Cyber-criminals are notoriously adaptable. Once a scam’s run its course, it’s not long before a new one is concocted. The Government’s Cyber-security Breaches 2020 Survey found the number of businesses encountering phishing attacks had increased from 72% in 2017 to 86% in 2020.

With this increase in phishing also comes an increase in successful ransomware attacks driving a need for strong antivirus and endpoint protection. It goes to show that the picture is ever-changing, and businesses must be fully up to speed.

Pressure test your strategy

Hopefully, your cyber-security strategy will be so robust, you’ll never need to report a breach. But you won’t know until it’s put to the test.

Consider employing an ethical hacker to simulate a phishing attack. How will your employees handle it? Could they identify a sophisticated scam as they go about their work? “Real-world training” of this nature can identify skills gaps and help to set a longer-term training agenda.

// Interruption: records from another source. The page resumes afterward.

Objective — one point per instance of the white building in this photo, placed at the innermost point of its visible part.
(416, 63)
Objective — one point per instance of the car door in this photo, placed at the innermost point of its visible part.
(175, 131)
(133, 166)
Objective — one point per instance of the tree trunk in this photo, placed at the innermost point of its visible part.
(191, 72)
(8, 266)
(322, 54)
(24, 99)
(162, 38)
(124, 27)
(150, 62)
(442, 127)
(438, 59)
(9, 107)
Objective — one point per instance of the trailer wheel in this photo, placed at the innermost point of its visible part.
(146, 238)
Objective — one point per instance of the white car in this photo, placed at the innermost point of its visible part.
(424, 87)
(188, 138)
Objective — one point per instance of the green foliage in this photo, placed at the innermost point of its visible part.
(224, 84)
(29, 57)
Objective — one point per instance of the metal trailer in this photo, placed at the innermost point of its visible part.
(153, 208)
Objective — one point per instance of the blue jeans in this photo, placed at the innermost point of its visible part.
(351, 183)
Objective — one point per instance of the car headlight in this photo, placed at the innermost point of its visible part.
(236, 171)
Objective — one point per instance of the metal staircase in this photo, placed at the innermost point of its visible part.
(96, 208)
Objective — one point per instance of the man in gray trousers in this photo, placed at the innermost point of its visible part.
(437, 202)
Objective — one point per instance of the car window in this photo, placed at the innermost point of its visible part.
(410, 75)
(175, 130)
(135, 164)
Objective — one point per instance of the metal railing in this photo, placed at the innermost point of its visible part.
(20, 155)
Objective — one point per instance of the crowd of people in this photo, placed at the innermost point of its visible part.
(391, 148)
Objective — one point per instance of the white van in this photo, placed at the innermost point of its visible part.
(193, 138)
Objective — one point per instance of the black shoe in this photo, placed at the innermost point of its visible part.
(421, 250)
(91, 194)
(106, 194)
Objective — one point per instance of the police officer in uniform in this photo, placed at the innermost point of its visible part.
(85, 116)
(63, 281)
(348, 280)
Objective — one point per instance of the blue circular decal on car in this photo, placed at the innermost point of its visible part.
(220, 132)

Build and maintain a cyber-security maturity matrix

As the tech world evolves and work dynamics follow, it’s easy for your strategy to become outdated. Having a cyber-security maturity matrix that you update regularly, perhaps even quarterly, allows you to see how you’re progressing over a longer period.

The matrix should include things like:

  • how advanced, up-to-date and secure your tech stack is
  • how robust your password processes are
  • where your employees sit on the cyber-security knowledge scale
  • emerging risks – e.g. has there been a big churn in staff leaving and arriving?


When piecing together a cyber-security maturity model, you need to have a clear view of what good looks like. This is why regular contact with key stakeholders is crucial. The cyber-security Breaches 2020 Survey suggested that board members have been more engaged with cyber-defence strategies in the past five years. This can only be a good thing, as companies continue to weave cyber-security into the fabric of their organisation.